In my older years, I have grown, I hope, a little wiser.

For the problem of envy, I started shopping for myself on Father's Day. This year,Father's Day started with a new sport's jacket, three new shirts, and a beautiful tie. I might be buried in it, not on it, if that time comes soon.

For the problem of guilt, I sit back and listen to my children. It helps more than they will ever know. Last year the whole flock, brood, herd,(whatever one calls such a group)was home and it was the best Father's Day ever. The grandchildren peed in my bed, we laughed and had fun, and cooked outdoors and it was super.

This year, it was just the three of us,(Anna, myself, and the youngest youngest child) but it was good. The oldest son called. He works several jobs but mainly he is a police officer. It is always good to hear from my children. The oldest youngest child called and sent presents: hence the title of this blog.

Joe(the child formerly known as Joseph and formerly the only youngest child)had sent his mother a hand decorated mug for Mother's Day. Joseph is an artist and a wonderful cartoonist. So, he sent his mother a huge mug with a black and white caricature of them on it. This year on Father's Day, I GOT A COLOR mug with a caricature on it! As we say in my family as one sticks one's tongue out, "Nanny, Nanny, boo, boo." It is usually followed by something like, "My gift is best!" So much for the envy.

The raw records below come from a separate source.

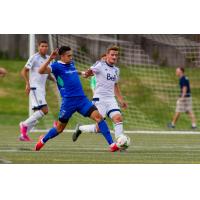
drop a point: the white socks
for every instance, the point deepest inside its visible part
(31, 126)
(32, 120)
(88, 128)
(118, 129)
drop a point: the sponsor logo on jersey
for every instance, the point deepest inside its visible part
(110, 77)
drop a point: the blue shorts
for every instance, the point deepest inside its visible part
(71, 105)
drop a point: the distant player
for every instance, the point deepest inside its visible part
(73, 97)
(184, 102)
(3, 72)
(107, 76)
(93, 80)
(35, 86)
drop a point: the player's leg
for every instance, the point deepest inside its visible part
(39, 105)
(114, 113)
(66, 112)
(90, 128)
(193, 119)
(180, 107)
(53, 132)
(189, 111)
(87, 109)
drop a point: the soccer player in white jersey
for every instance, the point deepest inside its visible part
(35, 87)
(107, 77)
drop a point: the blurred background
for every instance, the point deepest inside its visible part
(147, 66)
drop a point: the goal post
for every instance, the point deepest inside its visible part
(147, 78)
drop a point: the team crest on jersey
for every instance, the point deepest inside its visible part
(110, 77)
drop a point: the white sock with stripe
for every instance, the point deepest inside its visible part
(33, 118)
(88, 128)
(118, 129)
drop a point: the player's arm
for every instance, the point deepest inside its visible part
(51, 78)
(25, 75)
(3, 72)
(119, 96)
(184, 92)
(45, 69)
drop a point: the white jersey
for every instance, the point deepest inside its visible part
(106, 77)
(35, 78)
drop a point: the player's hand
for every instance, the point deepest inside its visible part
(88, 73)
(27, 89)
(53, 54)
(123, 104)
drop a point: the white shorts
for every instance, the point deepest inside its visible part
(37, 98)
(107, 106)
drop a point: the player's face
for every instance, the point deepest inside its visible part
(178, 72)
(43, 48)
(103, 58)
(112, 57)
(67, 57)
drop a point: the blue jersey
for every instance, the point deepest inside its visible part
(184, 82)
(68, 80)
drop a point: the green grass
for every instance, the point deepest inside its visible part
(91, 148)
(151, 105)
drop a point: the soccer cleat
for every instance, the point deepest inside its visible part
(25, 138)
(39, 144)
(114, 147)
(76, 133)
(55, 123)
(170, 125)
(23, 129)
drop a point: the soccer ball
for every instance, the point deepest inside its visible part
(123, 142)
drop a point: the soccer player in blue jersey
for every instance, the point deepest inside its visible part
(73, 97)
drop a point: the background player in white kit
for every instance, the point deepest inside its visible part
(107, 76)
(35, 86)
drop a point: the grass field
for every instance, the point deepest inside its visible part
(149, 109)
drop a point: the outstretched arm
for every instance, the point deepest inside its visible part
(3, 72)
(45, 69)
(25, 75)
(51, 78)
(119, 96)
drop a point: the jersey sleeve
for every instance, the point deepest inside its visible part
(30, 62)
(96, 68)
(117, 74)
(53, 66)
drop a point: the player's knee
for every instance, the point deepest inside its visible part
(98, 117)
(45, 110)
(117, 119)
(60, 129)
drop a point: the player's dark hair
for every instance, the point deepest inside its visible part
(42, 42)
(182, 69)
(102, 55)
(114, 48)
(63, 49)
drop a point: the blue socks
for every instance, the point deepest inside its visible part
(105, 131)
(51, 134)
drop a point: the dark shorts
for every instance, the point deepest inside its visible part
(71, 105)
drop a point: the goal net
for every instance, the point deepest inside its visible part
(147, 77)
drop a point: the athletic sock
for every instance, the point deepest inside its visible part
(33, 118)
(51, 134)
(105, 131)
(194, 125)
(118, 129)
(32, 125)
(88, 128)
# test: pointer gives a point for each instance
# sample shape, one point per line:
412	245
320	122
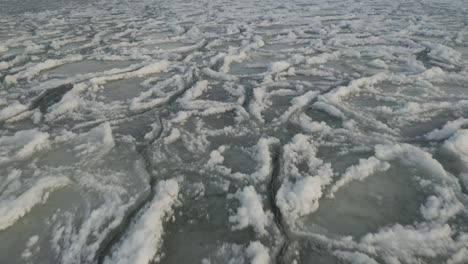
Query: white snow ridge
214	131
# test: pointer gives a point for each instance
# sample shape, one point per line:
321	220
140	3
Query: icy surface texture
214	131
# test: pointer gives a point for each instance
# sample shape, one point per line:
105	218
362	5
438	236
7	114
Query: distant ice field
235	132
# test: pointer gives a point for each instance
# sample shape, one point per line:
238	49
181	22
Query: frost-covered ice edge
235	132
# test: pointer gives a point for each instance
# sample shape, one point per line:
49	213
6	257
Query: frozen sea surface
234	132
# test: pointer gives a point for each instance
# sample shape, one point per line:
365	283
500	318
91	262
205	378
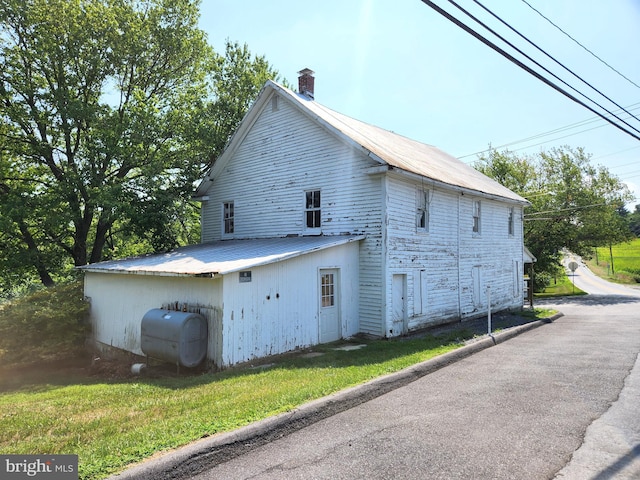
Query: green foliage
51	323
109	113
574	205
625	258
634	221
115	423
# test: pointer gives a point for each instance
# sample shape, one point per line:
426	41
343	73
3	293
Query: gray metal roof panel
219	258
404	153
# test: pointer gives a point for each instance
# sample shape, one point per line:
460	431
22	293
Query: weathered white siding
283	155
447	266
278	310
119	301
492	255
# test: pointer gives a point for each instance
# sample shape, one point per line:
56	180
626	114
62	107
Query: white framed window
476	216
312	210
423	204
510	227
228	218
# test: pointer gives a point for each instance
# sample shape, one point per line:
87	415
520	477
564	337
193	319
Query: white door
329	306
399	304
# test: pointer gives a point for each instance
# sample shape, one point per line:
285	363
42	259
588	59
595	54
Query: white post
489	311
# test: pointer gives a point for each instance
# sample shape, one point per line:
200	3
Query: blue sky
400	65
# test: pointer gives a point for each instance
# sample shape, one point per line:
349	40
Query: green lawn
626	262
111	423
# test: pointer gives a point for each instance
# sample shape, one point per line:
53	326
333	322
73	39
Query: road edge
189	459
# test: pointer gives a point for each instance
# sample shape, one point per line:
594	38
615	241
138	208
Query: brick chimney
305	82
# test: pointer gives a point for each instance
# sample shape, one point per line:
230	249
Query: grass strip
113	423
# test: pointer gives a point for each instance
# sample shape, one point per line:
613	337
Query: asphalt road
558	401
588	282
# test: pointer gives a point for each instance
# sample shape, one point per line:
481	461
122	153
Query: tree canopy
574	204
110	110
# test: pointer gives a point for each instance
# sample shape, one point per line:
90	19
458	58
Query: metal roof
402	152
219	258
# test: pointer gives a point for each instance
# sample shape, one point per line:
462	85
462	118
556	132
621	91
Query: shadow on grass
435	340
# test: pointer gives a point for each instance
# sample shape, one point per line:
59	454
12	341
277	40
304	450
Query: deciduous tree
105	115
574	205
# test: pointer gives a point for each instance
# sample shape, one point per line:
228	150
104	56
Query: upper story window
476	216
510	220
422	210
227	217
312	211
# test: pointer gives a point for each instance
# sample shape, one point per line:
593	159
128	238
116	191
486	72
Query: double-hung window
476	216
228	218
510	221
312	210
422	210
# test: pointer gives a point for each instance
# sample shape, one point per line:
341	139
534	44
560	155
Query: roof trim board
222	257
382	146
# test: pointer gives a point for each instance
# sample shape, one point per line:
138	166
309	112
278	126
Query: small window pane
228	217
327	294
312	209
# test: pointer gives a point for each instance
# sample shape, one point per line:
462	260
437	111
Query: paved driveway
557	401
516	410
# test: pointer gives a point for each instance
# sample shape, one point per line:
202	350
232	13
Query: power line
577	42
551	132
525	67
557	62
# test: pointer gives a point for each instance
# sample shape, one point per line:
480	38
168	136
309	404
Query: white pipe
489	309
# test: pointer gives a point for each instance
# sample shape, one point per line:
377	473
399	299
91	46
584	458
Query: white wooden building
389	235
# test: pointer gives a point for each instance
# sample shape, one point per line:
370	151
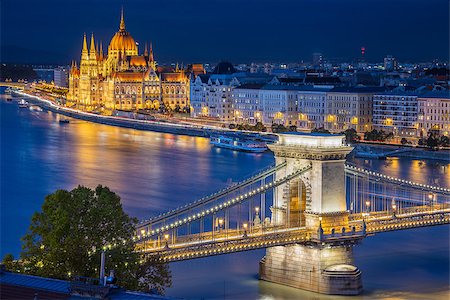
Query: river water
155	172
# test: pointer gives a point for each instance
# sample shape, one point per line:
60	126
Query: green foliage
65	239
320	130
11	264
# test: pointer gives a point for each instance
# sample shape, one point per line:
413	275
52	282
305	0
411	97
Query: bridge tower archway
316	199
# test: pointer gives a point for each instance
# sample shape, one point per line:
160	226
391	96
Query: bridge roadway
351	169
149	232
12	84
211	198
209	244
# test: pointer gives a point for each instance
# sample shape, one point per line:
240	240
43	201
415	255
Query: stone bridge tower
315	200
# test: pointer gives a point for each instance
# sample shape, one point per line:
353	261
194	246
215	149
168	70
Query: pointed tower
122	21
92	50
100	52
84	51
151	53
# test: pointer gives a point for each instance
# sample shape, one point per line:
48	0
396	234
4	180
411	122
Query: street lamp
220	224
245	225
166	238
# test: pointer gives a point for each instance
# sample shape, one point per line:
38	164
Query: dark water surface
154	172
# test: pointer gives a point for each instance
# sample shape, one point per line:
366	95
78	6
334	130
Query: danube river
154	172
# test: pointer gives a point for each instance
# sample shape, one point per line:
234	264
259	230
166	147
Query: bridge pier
318	268
325	263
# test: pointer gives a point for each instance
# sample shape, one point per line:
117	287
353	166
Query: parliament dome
123	41
224	67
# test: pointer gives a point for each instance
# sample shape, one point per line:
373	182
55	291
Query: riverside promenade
149	125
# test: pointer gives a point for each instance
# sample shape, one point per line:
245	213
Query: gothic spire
151	52
101	50
122	21
92	51
84	43
84	52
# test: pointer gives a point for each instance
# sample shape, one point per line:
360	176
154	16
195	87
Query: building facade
396	112
61	77
434	113
350	108
124	80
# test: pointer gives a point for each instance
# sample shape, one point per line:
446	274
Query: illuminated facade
123	79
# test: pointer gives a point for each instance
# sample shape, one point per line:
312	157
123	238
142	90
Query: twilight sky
50	31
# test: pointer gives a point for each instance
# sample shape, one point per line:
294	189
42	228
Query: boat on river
35	108
238	143
23	103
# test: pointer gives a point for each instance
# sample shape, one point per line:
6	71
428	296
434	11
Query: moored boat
238	144
35	108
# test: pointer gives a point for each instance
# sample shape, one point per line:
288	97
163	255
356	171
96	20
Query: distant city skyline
51	31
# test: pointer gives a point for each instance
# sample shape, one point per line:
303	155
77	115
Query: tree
66	238
11	264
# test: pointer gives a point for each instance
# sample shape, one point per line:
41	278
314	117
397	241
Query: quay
148	125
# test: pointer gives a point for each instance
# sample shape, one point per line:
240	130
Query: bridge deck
195	246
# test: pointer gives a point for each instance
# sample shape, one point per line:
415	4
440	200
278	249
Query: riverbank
156	126
410	152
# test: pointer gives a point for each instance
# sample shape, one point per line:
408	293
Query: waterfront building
434	113
279	105
396	112
61	77
350	107
312	107
123	79
390	63
210	94
248	103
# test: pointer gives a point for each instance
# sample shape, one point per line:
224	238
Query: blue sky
236	30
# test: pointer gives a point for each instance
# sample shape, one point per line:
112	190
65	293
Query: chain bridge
308	211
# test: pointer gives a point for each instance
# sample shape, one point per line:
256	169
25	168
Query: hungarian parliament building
125	80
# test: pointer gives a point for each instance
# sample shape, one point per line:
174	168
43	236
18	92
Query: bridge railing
146	233
432	188
213	197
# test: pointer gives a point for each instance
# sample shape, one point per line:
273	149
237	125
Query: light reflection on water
154	172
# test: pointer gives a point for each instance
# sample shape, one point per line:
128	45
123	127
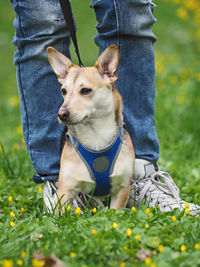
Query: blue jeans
126	23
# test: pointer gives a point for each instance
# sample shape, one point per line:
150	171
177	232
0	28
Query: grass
70	237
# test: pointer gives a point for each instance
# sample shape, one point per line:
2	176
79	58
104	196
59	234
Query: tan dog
92	112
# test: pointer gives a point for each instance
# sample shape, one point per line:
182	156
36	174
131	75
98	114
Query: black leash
67	13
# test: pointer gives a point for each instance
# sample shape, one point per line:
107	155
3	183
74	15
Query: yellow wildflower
38	263
173	218
12	214
180	99
154	243
23	254
161	248
133	208
7	263
183	248
187	211
72	254
182	13
20	262
12	224
78	211
147	261
10	199
19	130
94	232
148	212
128	232
115	225
186	205
138	237
94	210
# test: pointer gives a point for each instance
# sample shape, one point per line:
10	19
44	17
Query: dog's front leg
120	198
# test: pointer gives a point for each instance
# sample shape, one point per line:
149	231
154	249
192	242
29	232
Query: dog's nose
63	114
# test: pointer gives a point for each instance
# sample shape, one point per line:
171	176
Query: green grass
177	120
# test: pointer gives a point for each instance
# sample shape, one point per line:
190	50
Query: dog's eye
85	91
64	91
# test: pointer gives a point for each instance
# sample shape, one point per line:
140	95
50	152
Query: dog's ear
107	63
59	63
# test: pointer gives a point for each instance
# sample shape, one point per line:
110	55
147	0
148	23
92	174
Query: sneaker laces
159	189
166	187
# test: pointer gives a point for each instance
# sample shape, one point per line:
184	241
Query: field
139	237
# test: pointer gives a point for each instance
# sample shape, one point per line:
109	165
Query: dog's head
87	92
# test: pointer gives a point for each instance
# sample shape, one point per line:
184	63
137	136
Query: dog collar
100	164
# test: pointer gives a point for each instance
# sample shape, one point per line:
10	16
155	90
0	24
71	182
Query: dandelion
128	232
173	218
12	224
154	243
147	261
20	262
161	248
72	254
7	263
38	263
180	99
78	211
183	248
10	199
23	254
94	232
147	211
12	214
182	13
115	225
133	208
137	237
94	210
186	205
187	211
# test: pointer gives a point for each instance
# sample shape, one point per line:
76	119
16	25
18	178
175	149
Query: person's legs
128	24
40	24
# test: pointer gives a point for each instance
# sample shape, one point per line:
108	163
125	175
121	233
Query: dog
98	154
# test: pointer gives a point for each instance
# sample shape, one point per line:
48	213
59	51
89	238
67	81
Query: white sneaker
81	201
154	187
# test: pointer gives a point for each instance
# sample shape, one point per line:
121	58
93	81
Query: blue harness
100	164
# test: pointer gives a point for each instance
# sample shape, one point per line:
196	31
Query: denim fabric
128	24
38	24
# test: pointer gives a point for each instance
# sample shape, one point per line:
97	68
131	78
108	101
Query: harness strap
100	164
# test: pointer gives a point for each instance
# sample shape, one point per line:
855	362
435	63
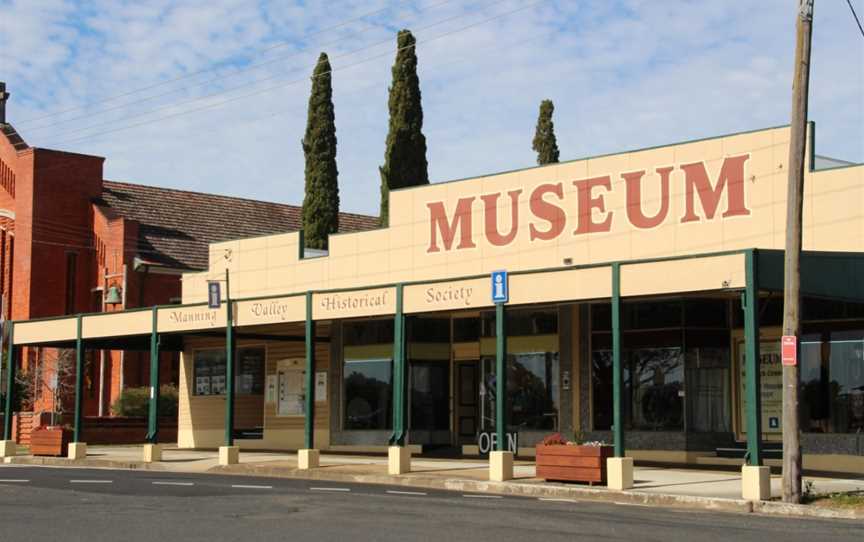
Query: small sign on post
500	289
214	294
789	350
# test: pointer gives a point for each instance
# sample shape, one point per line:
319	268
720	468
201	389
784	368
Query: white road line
406	492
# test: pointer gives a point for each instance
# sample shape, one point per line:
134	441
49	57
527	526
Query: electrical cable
293	82
244	85
205	70
244	69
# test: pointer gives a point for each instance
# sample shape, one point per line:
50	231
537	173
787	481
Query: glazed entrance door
467	401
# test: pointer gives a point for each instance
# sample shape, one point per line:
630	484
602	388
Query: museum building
665	263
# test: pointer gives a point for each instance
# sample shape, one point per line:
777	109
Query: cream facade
670	231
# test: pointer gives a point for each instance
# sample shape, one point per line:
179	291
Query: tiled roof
176	226
14	138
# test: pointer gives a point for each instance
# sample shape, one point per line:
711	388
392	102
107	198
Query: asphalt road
43	503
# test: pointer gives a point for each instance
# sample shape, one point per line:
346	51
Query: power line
237	71
293	82
855	16
213	67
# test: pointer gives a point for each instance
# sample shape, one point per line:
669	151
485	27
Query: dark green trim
398	436
500	377
617	369
153	407
10	384
229	363
79	382
597	156
753	402
309	424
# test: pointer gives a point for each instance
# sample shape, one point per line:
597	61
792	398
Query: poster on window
771	374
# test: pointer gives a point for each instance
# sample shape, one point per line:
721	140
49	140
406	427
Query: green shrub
134	402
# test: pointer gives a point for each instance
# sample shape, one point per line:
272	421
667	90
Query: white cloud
622	74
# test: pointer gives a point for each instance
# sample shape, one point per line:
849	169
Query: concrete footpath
653	486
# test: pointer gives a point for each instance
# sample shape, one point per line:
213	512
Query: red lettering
731	177
461	220
490	202
587	204
634	199
544	210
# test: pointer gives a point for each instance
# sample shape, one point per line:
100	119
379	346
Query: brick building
72	242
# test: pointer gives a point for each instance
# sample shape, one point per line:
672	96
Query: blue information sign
500	290
214	295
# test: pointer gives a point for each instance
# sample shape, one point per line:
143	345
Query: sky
211	95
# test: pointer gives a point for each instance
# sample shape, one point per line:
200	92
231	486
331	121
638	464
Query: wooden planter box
573	463
50	441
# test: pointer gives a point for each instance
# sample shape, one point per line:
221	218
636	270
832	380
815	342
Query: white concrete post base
398	460
229	455
308	459
152	453
619	473
77	450
8	448
500	466
755	483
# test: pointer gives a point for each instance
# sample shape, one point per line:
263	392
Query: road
43	503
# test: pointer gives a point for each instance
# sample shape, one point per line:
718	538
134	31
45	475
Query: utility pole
792	281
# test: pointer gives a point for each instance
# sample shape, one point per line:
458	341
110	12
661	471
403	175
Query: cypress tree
405	157
544	138
321	202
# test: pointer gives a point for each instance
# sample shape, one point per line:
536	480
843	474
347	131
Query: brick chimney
3	97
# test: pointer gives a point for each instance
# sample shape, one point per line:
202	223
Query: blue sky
211	95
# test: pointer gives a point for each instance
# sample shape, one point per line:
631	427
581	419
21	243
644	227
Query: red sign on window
789	350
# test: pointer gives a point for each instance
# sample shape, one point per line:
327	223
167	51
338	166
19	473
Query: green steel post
10	384
398	438
153	408
229	364
500	377
310	375
751	348
79	381
617	369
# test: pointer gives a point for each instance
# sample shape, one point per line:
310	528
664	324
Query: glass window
368	392
532	391
210	365
430	395
524	322
466	329
832	382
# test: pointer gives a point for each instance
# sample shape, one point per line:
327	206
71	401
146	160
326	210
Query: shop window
532	392
466	329
430	395
210	371
525	322
367	387
832	382
368	392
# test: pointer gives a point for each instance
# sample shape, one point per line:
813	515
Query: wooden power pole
791	290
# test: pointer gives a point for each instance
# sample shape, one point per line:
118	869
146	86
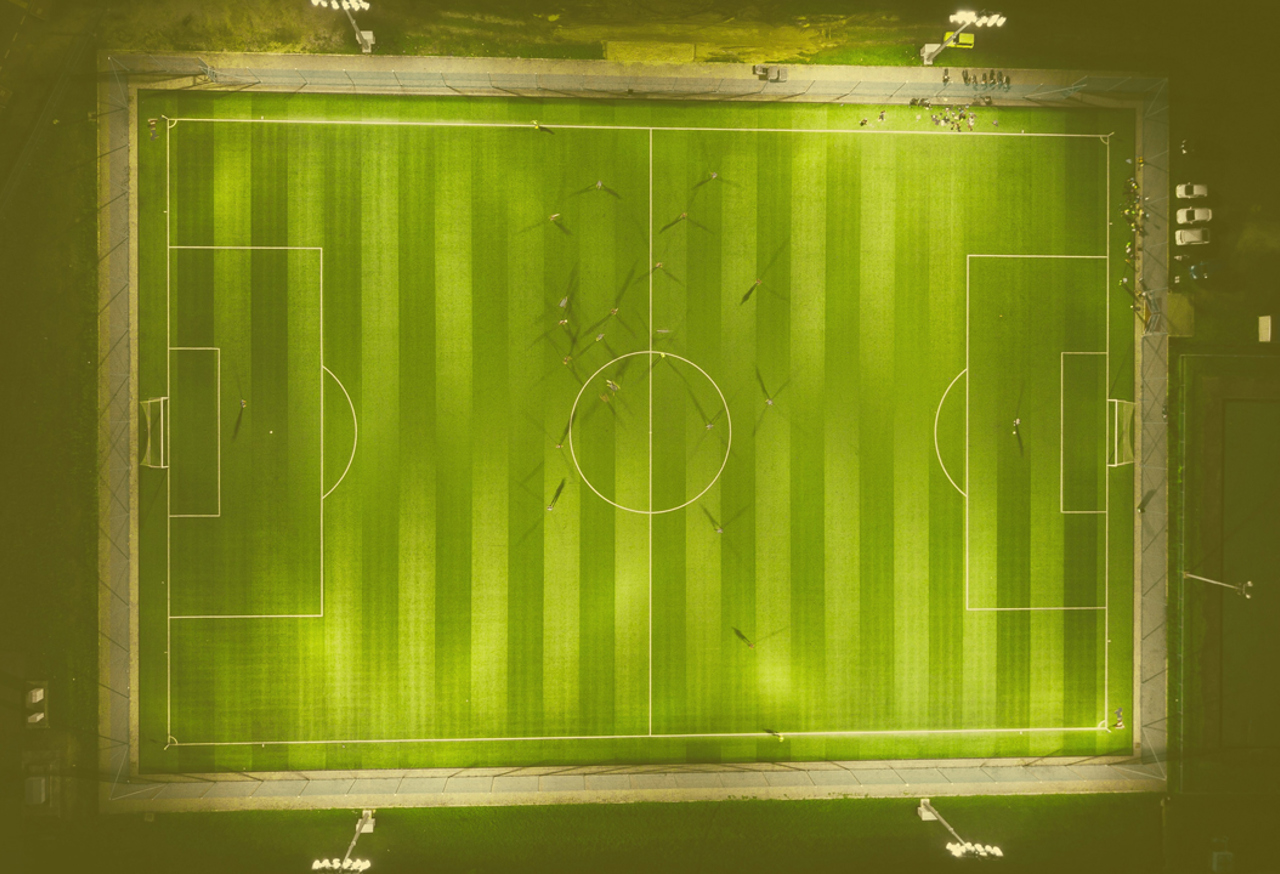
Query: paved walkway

However, the handle was broken, but the caricature was priceless. Joe has his arm draped over my shoulder in a male token of affection, while, when you turn the mug around, he is lifting my wallet.

Now, Joseph and I have always (until the last few years)had a stormy relationship. Everyone says it is because we are so much alike. I beg to differ. I think it is because he is so much darn smarter than I am that it brings out the worst in me. Before the words are even on my lips, he has anticipated them, and spoken the rebuttal. So many of our discussions were not discussions, but rather me sputtering, "But, but,but, but wait just a moment, slow down!"

However, this picture on the mug, brings back an ongoing conversation that Joseph and I had across the years of his youth. He would ask for money, I would say, "Where am I going to get that kind of money? Do you think I have a tree in the back yard that I go out and pick dollar bills off of?" To which he would reply, "Show me the tree and I can do it myself!" So, Joseph began to ask for money like this, "Dad, you know that tree in the back yard?" To which I would say, "What tree?" To which he would reply, "You know, the tree that grows money! Well, I need a little off it."

Fast forward a few years and Joseph is in Chiang Mai, Thailand and he has miscalculated his bank balance, so from half way around the world, Joseph(name change has not happened yet) I get this short e-mail: "Dad, have miscalculated my bank balance, am out of money, can you deposit some money in my account till I get paid."

Now I have to tell you that such a message could have said several things and not cut to the heart as deeply as that note. It could have read, "Being held by a band of renegade mobsters with low monetary expectations, please put $50 in my account for ransom. All I could see was my poor child homeless on the streets, half way around the world starving to death. Quite the opposite, he had a nice bachelor pad, transportation and a world of really cheap food. But, that was the note. So, I rush out and put some money in his account, and send the following message back, "Have gone out into the back yard and picked off a couple of leaves, you are safe for now!"

The response I get back is one sentence,(did I mention he was the IT guy for his office) "Thanks Dad, is that tree still alive?"

So, the mug tells the story. At the bottom of his box were two "Peanuts" books that he had found out shopping. He wanted me to have them for all the ones he and his brother destroyed. Enclosed was a deeply touching note(the best part) and what was left of the mug handle.

Then, in irony of ironies, James and his mother bought me a wallet with gift card in it. I had the fleeting thought, "I am so glad Joe is half a continent away!" But frankly, he is well past those years and the money now flows the other way.

So, it wasn't a dark and stormy night, it was a wonderful Father's Day. "Nanny, Nanny, Boo, Boo!"